The Driver and Vehicle Licensing Agency (DVLA) has announced it will abolish the paper driving licence counterpart on 8 June 2015 – despite previous plans to scrap it from 1 January.
This means that anyone with a paper driving licence as well as a photocard will be able to dispose of the former, as it will no longer be needed.
Those with just a paper driving licence (issued before 1998) will have them replaced by photocards next time they renew their licence or update their details.

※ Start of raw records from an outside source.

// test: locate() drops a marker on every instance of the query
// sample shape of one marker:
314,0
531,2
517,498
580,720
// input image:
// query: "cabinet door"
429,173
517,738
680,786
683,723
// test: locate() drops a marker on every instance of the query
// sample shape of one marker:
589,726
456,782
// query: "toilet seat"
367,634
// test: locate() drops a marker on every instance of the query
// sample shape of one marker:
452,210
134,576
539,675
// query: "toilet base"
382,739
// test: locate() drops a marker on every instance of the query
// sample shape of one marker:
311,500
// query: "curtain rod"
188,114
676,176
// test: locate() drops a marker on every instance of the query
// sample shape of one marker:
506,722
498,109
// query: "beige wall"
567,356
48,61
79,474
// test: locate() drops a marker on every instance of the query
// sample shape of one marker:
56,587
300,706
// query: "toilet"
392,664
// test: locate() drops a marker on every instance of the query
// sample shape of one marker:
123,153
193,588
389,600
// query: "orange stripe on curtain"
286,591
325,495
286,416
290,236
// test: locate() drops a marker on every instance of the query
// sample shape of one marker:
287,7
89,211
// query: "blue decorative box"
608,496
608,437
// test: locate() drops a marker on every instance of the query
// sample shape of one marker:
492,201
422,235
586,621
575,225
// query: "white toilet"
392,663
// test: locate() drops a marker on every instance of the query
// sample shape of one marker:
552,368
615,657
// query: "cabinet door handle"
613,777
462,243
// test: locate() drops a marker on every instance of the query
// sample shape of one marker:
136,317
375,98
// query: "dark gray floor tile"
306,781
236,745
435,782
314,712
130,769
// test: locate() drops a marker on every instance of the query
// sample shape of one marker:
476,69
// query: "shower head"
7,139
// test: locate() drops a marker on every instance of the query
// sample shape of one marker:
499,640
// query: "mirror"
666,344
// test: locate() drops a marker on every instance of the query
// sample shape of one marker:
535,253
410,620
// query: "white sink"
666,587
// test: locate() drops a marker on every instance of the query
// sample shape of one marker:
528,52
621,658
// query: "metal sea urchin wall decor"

They shouldn’t destroy their paper licences just yet – although they will no longer be used for recording endorsements and penalty points.
The announcement has sparked claims that the DVLA was unprepared for the changes, which would require businesses to carry out digital licence checks.
The Freight Transport Association’s director of policy, Karen Dee, said: “We had voiced concerns that the new date would be rushed and would not allow any significant re-development of the systems that businesses were expected to use to carry out critical safety checks on their drivers.”
Under the new system, drivers will be able to access information about their licence (such as what they’re allowed to drive, and any endorsements they might have) online – as will anyone with a legitimate reason to see it, such as employers or car hire companies.
Dee added: “Today’s announcement demonstrates that ministers have listened to industry’s concerns, and we look forward to working with the DVLA to develop a system which is fit for purpose.”
The move follows the DVLA’s plan to streamline its service, and comes after paper tax discs were scrapped earlier this year.